Трудно обходясь без сна —
Медленною звёздной ночью
Пробиралась тишина.
За деревьями во мраке
Тайна длилась и ждала,
Звёзды делали ей знаки,
Полыхая без числа.
Петушиный клич звенящий
Звал в дорогу утра свет.
До поры себя таящий,
Тот молчал ему в ответ.
И текла из дали дальней
Семизвёздного ковша
Всё прозрачней, всё хрустальней
Ночь живая, как душа.
1982
«Я отлучён от леса, от ручья…»
Я отлучён от леса, от ручья
Размокшим январём, февральской лужей,
Брожу по тротуарам, сгоряча
Мечтая о метельной жёсткой стуже.
Но понапрасну, видно.
Всё течёт,
Земля чернит последние ледышки,
Сосульки две иль три наперечёт
У оттепели просят передышки.
И тяжело дыхание строки.
Ей непривычно здесь. Она не в силе
Превозмогать всю будничность тоски.
Торчат дома.

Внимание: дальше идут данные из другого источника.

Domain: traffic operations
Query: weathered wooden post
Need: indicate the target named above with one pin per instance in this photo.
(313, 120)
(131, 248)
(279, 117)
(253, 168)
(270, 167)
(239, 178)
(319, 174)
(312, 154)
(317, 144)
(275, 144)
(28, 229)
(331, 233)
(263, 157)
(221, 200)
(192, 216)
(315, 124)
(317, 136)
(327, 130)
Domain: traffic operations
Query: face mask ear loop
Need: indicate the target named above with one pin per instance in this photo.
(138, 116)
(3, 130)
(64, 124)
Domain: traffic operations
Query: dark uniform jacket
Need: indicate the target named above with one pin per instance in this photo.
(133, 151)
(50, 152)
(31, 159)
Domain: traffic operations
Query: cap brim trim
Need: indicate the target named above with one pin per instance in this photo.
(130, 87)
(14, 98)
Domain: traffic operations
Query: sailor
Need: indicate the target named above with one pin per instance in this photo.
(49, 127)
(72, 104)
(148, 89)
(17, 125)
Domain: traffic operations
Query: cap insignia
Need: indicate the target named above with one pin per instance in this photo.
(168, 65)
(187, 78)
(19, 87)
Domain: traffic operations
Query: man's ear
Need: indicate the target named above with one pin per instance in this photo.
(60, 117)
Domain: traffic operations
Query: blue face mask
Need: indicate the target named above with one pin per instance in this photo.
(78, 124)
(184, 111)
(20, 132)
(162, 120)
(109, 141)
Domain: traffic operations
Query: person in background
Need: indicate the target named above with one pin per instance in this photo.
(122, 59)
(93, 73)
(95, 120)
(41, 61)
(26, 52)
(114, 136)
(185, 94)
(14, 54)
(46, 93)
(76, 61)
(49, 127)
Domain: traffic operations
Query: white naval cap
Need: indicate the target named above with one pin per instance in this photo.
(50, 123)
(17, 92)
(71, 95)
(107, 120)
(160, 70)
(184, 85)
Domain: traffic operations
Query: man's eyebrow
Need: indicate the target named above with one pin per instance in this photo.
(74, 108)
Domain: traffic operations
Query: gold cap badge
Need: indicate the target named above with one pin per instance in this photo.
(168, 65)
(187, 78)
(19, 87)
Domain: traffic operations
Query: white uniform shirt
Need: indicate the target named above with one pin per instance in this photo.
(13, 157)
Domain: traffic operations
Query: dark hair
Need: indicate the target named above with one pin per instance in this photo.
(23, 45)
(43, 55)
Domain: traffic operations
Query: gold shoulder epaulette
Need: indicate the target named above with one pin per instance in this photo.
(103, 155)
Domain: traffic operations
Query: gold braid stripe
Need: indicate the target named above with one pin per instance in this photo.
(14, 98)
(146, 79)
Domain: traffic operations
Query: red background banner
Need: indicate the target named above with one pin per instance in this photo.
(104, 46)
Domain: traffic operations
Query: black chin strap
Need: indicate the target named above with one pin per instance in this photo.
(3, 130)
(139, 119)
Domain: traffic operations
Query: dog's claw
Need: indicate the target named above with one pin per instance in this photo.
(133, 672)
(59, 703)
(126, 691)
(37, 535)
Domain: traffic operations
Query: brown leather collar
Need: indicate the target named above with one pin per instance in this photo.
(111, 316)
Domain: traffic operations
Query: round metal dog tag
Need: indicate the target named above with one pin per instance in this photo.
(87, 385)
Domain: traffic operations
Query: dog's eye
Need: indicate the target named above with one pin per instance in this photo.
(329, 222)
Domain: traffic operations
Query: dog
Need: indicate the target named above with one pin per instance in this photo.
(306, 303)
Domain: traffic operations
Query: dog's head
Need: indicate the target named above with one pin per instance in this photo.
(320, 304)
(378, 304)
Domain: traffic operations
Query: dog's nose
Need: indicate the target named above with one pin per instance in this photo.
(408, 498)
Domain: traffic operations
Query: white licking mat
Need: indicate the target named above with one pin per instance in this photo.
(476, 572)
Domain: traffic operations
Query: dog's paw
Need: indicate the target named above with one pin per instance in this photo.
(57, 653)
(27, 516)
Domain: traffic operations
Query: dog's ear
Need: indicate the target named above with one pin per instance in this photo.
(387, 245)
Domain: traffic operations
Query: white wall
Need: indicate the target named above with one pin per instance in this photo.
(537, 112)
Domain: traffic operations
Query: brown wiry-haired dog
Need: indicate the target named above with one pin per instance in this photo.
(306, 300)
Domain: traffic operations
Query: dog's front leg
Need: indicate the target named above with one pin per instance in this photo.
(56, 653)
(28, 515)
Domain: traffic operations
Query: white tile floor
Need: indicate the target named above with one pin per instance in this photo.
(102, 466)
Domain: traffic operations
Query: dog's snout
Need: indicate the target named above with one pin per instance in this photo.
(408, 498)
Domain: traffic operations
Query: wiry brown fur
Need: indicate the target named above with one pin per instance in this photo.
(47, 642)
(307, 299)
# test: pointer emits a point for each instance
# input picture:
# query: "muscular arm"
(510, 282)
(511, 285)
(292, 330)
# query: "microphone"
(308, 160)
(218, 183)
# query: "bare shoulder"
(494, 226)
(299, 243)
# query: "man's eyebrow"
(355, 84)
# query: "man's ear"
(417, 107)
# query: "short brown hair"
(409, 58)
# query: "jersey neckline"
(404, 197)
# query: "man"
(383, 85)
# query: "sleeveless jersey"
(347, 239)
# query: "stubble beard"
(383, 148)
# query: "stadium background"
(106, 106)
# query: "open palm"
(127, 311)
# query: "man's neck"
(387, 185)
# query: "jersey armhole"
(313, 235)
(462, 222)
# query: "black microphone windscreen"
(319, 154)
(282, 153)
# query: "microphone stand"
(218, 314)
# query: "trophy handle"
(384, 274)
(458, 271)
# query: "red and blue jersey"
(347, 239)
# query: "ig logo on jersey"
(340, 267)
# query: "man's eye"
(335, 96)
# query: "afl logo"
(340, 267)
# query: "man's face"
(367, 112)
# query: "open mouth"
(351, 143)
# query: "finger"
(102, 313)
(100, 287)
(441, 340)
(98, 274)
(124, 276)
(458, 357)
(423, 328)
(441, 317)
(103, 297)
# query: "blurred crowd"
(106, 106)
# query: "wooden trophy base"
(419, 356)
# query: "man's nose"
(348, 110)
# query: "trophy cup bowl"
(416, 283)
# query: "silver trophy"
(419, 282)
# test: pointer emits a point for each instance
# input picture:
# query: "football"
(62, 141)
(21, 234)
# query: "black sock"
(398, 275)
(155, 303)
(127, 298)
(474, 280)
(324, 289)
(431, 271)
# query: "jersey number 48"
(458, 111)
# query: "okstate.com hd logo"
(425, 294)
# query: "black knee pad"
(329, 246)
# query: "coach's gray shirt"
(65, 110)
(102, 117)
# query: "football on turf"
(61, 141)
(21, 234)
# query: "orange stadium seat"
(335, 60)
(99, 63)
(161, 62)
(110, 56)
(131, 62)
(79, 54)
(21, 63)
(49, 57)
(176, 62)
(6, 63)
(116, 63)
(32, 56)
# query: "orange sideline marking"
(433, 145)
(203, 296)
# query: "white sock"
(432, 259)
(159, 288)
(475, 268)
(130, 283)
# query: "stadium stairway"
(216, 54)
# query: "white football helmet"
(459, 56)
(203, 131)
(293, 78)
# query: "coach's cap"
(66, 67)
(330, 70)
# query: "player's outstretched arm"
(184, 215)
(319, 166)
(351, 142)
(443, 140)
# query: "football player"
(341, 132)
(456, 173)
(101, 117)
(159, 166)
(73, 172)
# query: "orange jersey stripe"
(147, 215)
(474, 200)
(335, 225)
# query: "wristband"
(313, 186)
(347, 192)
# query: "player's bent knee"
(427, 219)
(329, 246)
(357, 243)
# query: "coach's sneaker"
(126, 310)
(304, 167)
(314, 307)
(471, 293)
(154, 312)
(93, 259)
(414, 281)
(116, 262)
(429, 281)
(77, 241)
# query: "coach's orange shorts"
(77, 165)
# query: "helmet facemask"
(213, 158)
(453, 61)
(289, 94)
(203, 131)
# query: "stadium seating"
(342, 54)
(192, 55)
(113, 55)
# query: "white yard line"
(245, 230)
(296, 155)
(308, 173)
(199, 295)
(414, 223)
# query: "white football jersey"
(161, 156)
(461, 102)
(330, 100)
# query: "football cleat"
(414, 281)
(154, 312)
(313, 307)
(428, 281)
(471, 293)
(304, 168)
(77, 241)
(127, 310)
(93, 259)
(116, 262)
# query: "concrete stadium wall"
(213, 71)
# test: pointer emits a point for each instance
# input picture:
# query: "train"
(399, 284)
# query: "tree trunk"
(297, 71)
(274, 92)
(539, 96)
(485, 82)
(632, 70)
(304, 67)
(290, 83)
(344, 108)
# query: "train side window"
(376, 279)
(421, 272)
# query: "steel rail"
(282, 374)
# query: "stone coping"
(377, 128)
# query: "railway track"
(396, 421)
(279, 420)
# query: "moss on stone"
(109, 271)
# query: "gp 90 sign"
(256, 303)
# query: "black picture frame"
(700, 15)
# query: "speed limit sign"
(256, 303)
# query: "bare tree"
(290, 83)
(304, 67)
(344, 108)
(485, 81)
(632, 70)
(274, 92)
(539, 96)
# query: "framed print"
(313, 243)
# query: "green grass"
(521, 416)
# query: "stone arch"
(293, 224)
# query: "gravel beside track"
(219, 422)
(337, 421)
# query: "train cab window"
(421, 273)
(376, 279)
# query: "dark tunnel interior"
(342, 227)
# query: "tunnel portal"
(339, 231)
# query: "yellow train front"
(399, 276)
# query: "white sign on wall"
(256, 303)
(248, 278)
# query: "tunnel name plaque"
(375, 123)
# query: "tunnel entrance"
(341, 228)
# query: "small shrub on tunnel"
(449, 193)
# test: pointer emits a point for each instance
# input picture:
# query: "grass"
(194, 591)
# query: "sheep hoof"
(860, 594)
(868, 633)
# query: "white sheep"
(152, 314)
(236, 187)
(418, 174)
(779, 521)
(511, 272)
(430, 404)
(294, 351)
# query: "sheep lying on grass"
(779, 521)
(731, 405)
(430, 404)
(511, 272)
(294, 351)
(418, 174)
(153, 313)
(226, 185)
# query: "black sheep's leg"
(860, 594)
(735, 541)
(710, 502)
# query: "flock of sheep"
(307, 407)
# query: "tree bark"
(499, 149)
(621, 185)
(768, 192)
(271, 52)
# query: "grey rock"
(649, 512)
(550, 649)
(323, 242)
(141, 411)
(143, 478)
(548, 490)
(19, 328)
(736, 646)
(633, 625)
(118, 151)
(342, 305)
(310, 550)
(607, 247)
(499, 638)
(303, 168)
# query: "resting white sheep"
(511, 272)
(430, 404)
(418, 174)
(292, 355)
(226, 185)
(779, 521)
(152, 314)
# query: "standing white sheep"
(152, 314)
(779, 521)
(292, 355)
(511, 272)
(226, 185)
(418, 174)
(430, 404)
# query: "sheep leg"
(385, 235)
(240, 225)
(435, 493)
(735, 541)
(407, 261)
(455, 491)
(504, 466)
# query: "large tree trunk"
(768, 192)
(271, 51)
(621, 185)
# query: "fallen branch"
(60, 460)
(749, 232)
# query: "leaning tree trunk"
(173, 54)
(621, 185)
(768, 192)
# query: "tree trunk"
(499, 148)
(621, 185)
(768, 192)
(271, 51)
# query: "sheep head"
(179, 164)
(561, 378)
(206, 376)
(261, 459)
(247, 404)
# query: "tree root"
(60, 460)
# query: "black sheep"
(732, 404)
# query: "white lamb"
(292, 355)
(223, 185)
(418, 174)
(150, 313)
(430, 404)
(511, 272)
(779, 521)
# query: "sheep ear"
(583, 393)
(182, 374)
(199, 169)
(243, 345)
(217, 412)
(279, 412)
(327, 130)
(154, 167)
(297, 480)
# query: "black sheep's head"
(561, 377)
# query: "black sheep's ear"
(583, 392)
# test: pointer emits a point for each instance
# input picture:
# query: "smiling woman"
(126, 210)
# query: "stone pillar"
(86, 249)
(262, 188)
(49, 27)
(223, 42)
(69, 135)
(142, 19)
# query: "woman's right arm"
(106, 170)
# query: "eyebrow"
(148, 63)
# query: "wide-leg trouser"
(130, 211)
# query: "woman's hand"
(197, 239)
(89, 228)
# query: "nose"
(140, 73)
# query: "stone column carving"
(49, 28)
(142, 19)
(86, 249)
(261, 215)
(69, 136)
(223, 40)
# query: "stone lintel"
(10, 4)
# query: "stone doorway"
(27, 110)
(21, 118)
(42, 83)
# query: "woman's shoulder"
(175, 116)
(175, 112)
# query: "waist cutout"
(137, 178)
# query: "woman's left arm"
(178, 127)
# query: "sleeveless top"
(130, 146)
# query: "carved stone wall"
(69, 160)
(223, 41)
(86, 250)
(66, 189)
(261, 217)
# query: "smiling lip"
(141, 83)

Бегут автомобили.
Народ у магазина мельтешит.
С набитою кошёлкою старуха
По улице так медленно спешит.
А о стихах ни слуху и ни духу.
Лишь вдалеке, где тёмен окоём,
Маячит лес, и словно бы маячит
Какой-то звук. Зачем он и о чём?
Пойму ли я сегодня, что он значит?
1989
Девяностые
«Мы прощаем Петру злодейства…»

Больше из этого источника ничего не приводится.